Un homme accusé d'avoir profané le Coran incendié par un lynchage au Pakistan
Un homme a été violemment lynché par une foule dans la province pakistanaise de Khyber Pakhtunkhwa après que des accusations de profanation d'un exemplaire du Coran aient été portées contre lui. La victime, identifiée uniquement comme un touriste de la province du Pendjab, a d'abord été placée en garde à vue avant d'être emmenée de force par la foule et tuée.
L'incident survenu dans la vallée de Swat, jeudi soir, heure locale, a commencé lorsque l'accusé a été remis à la police dans la région de Madyan, a déclaré le groupe britannique Christian Solidarity Worldwide dans un communiqué au Christian Post.
Selon le journal pakistanais Dawn, les annonces faites dans les haut-parleurs des mosquées ont incité une foule à se rassembler et à prendre d'assaut le commissariat de police. Ils ont arrêté l'homme, incendié le commissariat et un véhicule de police, puis assassiné l'homme en lui tirant dessus et en incendiant son corps.
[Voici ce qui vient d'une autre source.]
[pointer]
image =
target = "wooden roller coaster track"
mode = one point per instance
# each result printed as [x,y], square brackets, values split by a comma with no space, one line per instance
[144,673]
Zahidullah Khan, un officier de police du district de Swat, aurait déclaré que les actions violentes de la foule avaient blessé huit autres personnes et affirmé qu'une forte présence policière avait été déployée pour gérer les troubles.
Les autorités pakistanaises ont ouvert une enquête pour identifier et appréhender les personnes impliquées dans le lynchage, a rapporté Reuters.
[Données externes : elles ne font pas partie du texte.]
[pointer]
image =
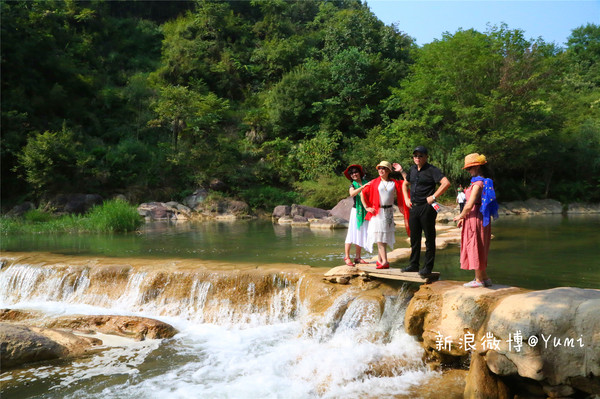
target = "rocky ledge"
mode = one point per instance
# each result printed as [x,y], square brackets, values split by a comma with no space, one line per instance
[518,342]
[28,337]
Des vidéos graphiques sur les réseaux sociaux, vérifiées par la police, montraient les scènes horribles du lynchage, suscitant l'indignation des utilisateurs des réseaux sociaux pakistanais et reflétant la réalité brutale de la justice populaire dans le pays.
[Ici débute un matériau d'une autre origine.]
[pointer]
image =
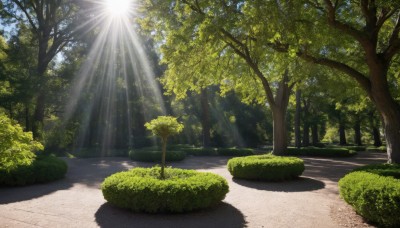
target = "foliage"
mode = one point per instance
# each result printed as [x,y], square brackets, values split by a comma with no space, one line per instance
[141,189]
[320,152]
[377,149]
[386,170]
[374,193]
[16,146]
[266,167]
[155,155]
[43,169]
[164,126]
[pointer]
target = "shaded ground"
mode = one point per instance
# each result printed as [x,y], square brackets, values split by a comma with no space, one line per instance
[76,201]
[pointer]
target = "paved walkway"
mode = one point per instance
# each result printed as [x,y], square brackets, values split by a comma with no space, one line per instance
[76,201]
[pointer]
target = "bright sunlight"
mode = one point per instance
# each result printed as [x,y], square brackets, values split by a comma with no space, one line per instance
[117,8]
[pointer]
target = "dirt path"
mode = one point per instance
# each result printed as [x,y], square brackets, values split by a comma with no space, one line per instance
[76,201]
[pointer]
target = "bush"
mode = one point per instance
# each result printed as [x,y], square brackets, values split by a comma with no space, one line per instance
[266,167]
[235,152]
[320,152]
[374,193]
[155,155]
[43,169]
[16,146]
[143,190]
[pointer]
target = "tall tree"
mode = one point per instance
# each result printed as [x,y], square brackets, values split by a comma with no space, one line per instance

Le ministre pakistanais de la Planification, Ahsan Iqbal, a condamné cet acte lors d'une session de l'Assemblée nationale samedi, critiquant l'utilisation de la religion pour justifier la justice populaire et les justiciers, selon le fil de presse.
Iqbal a déclaré que la justice populaire conduisait la nation à un point critique, soulignant l'importance du respect de tous les corps, comme l'exige l'Islam, et critiquant l'acte d'incinérer les corps dans le cadre des meurtres collectifs.
Les lois pakistanaises sur le blasphème sont souvent utilisées à mauvais escient pour régler des comptes personnels ou cibler des minorités, et aboutissent à des violences collectives, a déclaré CSW.
« Le Pakistan doit faire bien plus pour prévenir de tels actes de violence horribles, notamment en mettant fin à toute impunité qui entoure ceux qui font justice eux-mêmes et en abrogeant les lois sur le blasphème qui sont incompatibles avec les engagements du pays en faveur de la liberté de religion ou conviction », a déclaré le fondateur et président de CSW, Mervyn Thomas.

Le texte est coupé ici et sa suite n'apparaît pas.